Someone doesn't text back quickly, and you assume you've done something wrong. A colleague is short with you, and you spiral into what you might have said. A stranger is rude, and it ruins your whole day.
Taking things personally is exhausting. Here's how to stop.
Why We Take Things Personally
When we take things personally, we're assuming that other people's behaviour is about us. But most of the time, it isn't.
That person who snapped at you? They might be:
- Having a terrible day
- Dealing with something you know nothing about
- Just not very self-aware
- Preoccupied with their own problems
- Wired differently than you
Their behaviour is the output of their internal state, not a referendum on your worth.
The Spotlight Effect
Research on the spotlight effect shows we vastly overestimate how much other people think about us. While you're analysing that weird interaction for days, the other person has probably forgotten it entirely.
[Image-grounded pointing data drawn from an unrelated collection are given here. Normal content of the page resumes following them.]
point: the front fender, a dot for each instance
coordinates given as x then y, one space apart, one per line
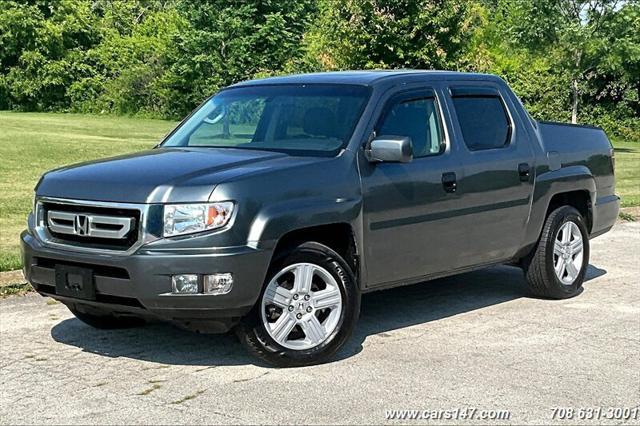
276 220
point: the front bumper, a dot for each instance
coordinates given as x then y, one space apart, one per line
140 284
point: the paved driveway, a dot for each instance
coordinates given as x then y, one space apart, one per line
476 340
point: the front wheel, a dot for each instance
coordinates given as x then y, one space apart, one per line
557 267
307 309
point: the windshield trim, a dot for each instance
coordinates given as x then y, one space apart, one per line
295 152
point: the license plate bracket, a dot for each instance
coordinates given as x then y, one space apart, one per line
76 282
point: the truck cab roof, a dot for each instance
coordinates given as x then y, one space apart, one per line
367 78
This isn't because you don't matter. It's because everyone is the main character of their own story, primarily focused on themselves.
Questions to Interrupt the Spiral
When you catch yourself taking something personally:
- Is this actually about me? What evidence do I have?
- What else could explain this? Generate three alternatives
- Would I hold someone else to this standard? If a friend told me this story, would I think it was about them?
- Will this matter in a week? A year? Zoom out
This process is called cognitive reappraisal — and it works.
The Four Agreements Insight
Don Miguel Ruiz wrote: "Nothing others do is because of you. What others say and do is a projection of their own reality."
This doesn't mean you never impact others or that feedback is always wrong. It means that the intensity of someone's reaction usually says more about them than about you.
Building Resilience
Taking things less personally isn't about becoming cold or indifferent. Research on self-compassion shows it's about:
- Having a stable sense of your own worth that doesn't fluctuate based on others' moods
- Recognising that you can't control others' perceptions
- Accepting that not everyone will like you, and that's okay
- Trusting yourself enough to not need constant external validation
When your sense of self is solid, others' behaviour becomes information rather than identity. Someone being rude is just someone being rude — not proof that you're unworthy.
If rejection feels particularly devastating, our guide on fear of rejection explores this further. And if you find yourself constantly seeking validation, self-compassion practices can help build a more stable foundation.
You are not responsible for others' reactions. You are responsible for your own peace. Choose accordingly.